Step 2: Extend Main App
Edit main/main.go and add the following block to the main app after the block of the core microservices.
app.Add(
helloworld.NewService(),
hello.NewService(),
messaging.NewService(),
messaging.NewService(),
messaging.NewService(),
calculator.NewService(),
eventsource.NewService(),
eventsink.NewService(),
yellowpages.NewService(),
browser.NewService(),
petstore.NewService(),
login.NewService(),
creditflow.NewService(),
chatbox.NewService(),
weather.NewService(),
flightbooking.NewService(),
llm.NewService(),
claudellm.NewService(),
chatgptllm.NewService(),
geminillm.NewService(),
)
Add the appropriate imports too, again, replace all references to github.com/microbus-io/fabric/exampleservices/... with the local module path.
import (
"github.com/microbus-io/fabric/exampleservices/browser"
"github.com/microbus-io/fabric/exampleservices/petstore"
"github.com/microbus-io/fabric/exampleservices/calculator"
"github.com/microbus-io/fabric/exampleservices/chatbox"
"github.com/microbus-io/fabric/exampleservices/creditflow"
"github.com/microbus-io/fabric/exampleservices/yellowpages"
"github.com/microbus-io/fabric/exampleservices/eventsink"
"github.com/microbus-io/fabric/exampleservices/eventsource"
"github.com/microbus-io/fabric/exampleservices/flightbooking"

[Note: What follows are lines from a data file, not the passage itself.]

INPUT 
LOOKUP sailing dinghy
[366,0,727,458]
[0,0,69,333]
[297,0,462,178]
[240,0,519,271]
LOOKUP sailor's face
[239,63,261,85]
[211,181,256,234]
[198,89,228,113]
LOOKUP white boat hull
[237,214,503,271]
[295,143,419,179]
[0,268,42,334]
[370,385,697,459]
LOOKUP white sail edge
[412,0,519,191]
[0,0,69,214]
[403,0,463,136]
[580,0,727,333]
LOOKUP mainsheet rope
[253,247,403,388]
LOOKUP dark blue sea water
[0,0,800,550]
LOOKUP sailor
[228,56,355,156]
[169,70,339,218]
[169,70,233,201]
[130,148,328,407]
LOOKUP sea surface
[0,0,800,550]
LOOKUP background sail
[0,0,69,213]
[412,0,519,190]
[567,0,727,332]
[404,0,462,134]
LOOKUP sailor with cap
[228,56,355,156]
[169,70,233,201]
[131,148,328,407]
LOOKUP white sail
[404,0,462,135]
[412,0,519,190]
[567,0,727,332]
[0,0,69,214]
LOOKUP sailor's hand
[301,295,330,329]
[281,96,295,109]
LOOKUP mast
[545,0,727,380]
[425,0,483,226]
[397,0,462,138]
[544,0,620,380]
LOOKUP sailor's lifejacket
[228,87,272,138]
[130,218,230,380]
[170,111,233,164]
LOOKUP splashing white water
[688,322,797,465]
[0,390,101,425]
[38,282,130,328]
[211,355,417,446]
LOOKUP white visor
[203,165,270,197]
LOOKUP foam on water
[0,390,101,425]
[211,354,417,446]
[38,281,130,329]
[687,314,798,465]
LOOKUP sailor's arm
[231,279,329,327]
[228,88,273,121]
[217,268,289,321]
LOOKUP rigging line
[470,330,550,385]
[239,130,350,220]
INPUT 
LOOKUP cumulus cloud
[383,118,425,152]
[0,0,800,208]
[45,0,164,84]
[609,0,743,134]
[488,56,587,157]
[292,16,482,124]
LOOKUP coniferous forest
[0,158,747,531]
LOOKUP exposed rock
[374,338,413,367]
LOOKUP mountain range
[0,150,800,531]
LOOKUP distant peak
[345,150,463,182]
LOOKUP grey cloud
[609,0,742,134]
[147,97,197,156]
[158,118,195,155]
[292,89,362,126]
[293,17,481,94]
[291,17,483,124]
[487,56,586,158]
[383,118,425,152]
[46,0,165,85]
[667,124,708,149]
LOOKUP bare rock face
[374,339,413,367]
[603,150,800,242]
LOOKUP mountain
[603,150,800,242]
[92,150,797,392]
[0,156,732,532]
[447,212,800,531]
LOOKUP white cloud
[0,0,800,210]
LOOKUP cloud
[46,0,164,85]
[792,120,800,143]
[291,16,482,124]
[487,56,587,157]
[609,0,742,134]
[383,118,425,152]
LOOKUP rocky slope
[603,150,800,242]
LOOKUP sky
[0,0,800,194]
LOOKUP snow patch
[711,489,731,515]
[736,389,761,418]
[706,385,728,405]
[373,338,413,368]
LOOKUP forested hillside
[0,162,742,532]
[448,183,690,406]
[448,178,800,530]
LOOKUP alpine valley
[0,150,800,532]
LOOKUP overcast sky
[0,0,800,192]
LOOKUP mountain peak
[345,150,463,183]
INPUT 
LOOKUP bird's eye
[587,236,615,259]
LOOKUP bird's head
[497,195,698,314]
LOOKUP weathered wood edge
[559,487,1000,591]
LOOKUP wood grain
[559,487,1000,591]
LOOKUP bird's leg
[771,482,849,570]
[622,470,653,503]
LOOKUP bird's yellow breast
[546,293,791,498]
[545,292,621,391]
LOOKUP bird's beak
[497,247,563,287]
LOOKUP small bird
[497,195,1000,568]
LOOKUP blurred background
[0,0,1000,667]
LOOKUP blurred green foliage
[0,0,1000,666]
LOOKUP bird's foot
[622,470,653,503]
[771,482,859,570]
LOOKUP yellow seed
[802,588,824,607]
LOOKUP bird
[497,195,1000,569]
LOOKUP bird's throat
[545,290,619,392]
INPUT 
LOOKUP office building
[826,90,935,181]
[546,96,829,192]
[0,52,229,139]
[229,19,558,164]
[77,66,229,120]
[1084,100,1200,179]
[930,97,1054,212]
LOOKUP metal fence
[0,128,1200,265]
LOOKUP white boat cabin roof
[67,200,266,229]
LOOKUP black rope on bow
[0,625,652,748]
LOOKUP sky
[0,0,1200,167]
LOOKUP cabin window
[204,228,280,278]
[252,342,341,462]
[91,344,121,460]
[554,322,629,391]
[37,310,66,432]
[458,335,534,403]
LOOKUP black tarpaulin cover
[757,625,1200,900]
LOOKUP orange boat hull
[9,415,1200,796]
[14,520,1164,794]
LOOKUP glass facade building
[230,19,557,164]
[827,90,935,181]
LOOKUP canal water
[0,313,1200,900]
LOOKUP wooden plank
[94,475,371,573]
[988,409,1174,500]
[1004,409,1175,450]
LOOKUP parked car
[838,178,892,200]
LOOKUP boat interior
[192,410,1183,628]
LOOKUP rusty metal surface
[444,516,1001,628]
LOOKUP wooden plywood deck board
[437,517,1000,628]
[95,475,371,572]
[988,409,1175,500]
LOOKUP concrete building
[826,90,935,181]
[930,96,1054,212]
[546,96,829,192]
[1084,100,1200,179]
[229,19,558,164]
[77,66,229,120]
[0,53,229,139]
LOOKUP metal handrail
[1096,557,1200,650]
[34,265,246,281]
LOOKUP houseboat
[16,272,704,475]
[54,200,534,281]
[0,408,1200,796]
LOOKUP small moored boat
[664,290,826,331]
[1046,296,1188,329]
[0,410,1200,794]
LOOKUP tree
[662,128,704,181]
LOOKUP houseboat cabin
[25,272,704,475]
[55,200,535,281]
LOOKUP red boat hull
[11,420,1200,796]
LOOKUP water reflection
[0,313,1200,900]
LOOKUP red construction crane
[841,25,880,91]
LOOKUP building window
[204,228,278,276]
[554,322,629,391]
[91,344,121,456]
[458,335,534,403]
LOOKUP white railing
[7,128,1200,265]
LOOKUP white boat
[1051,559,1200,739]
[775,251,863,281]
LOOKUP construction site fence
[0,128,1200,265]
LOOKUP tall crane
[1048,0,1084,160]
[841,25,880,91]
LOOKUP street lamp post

"github.com/microbus-io/fabric/exampleservices/hello"
"github.com/microbus-io/fabric/exampleservices/helloworld"
"github.com/microbus-io/fabric/exampleservices/login"
"github.com/microbus-io/fabric/exampleservices/messaging"
"github.com/microbus-io/fabric/exampleservices/weather"
"github.com/microbus-io/fabric/coreservices/httpingress/middleware"
"github.com/microbus-io/fabric/coreservices/llm"
"github.com/microbus-io/fabric/coreservices/claudellm"
"github.com/microbus-io/fabric/coreservices/chatgptllm"
"github.com/microbus-io/fabric/coreservices/geminillm"
)
Add the LoginExample401Redirect middleware to the HTTP ingress proxy using its Init method.
httpingress.NewService().Init(func(svc *httpingress.Service) (err error) {
svc.Middleware().Append("LoginExample401Redirect",
middleware.OnRoute(
func(path string) bool {
return strings.HasPrefix(path, "/"+login.Hostname+"/")
},
middleware.ErrorPageRedirect(http.StatusUnauthorized, "/"+login.Hostname+"/login"),
),
)
return nil
}),
Step 3: Docker Compose
Ask the user if they'd like to install NATS and the LGTM stack using Docker Compose.
- NATS is not required for the tour, but it is worthwhile learning
- The Grafana LGTM stack is also optional and only required for one step of the tour
If the answer is yes, do so using the following command.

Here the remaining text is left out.